Business Insider said: “This story was first published on April 6, 2011 and does not meet Insider’s current editorial standards.”

“Insider no longer publishes stories that rank individuals based on purported intelligence,” it says. “The sourcing and ranking methodology used in this story would not stand up under Insider’s current level of editorial scrutiny. For full transparency, we have decided not to take this article down.”

Since its publication, the article was cited numerous times by other news outlets claiming that Netanyahu has a genius IQ.

The original source is believed to be a now-deleted article in The New Statesman that cited a claim by right-wing commentator Caroline Glick, The Times of Israel noted.

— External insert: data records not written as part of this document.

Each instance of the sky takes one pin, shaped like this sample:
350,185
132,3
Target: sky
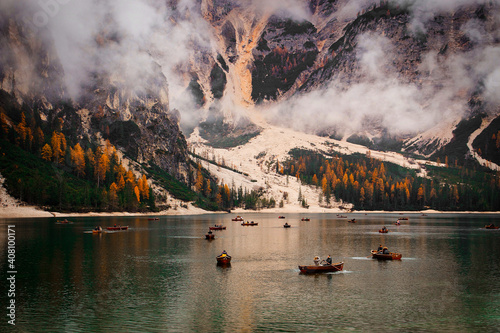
130,40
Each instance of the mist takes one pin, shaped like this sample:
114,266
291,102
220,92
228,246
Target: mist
137,43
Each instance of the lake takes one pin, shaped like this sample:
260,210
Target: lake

Whatever Netanyahu’s actual IQ might be, it is worth noting that he earned a bachelor’s degree in architecture from MIT in 1975 and a master’s degree from the MIT Sloan School of Management in June 1976 in rapid succession.

Professor Emeritus Leon B. Groisser of the Department of Architecture later commented on his student’s unusual intellectual ability and ambition in interviews with the Boston Globe, Boston Herald and other news outlets: “He made it clear that he didn’t have four years to get an undergraduate degree,” Groisser said, of the day Netanyahu arrived in his office as a 23-year-old freshman and Israeli war veteran.

The young Netanyahu persuaded Groisser to make an exception to his own policy and let him take a double course, enabling him—despite a break for service in the Yom Kippur war—to obtain the degree in architecture (art and design) in 2 and 1/2 years, instead of the usual four.

“He did superbly,” recalled Professor Groisser. “He was very bright. Organized. Strong. Powerful. He knew what he wanted to do and how to get it done. He’s not the flippant, superficial person I keep reading about in the newspapers. He was organized and committed.”

Prof. Groisser did not comment on his former student’s IQ.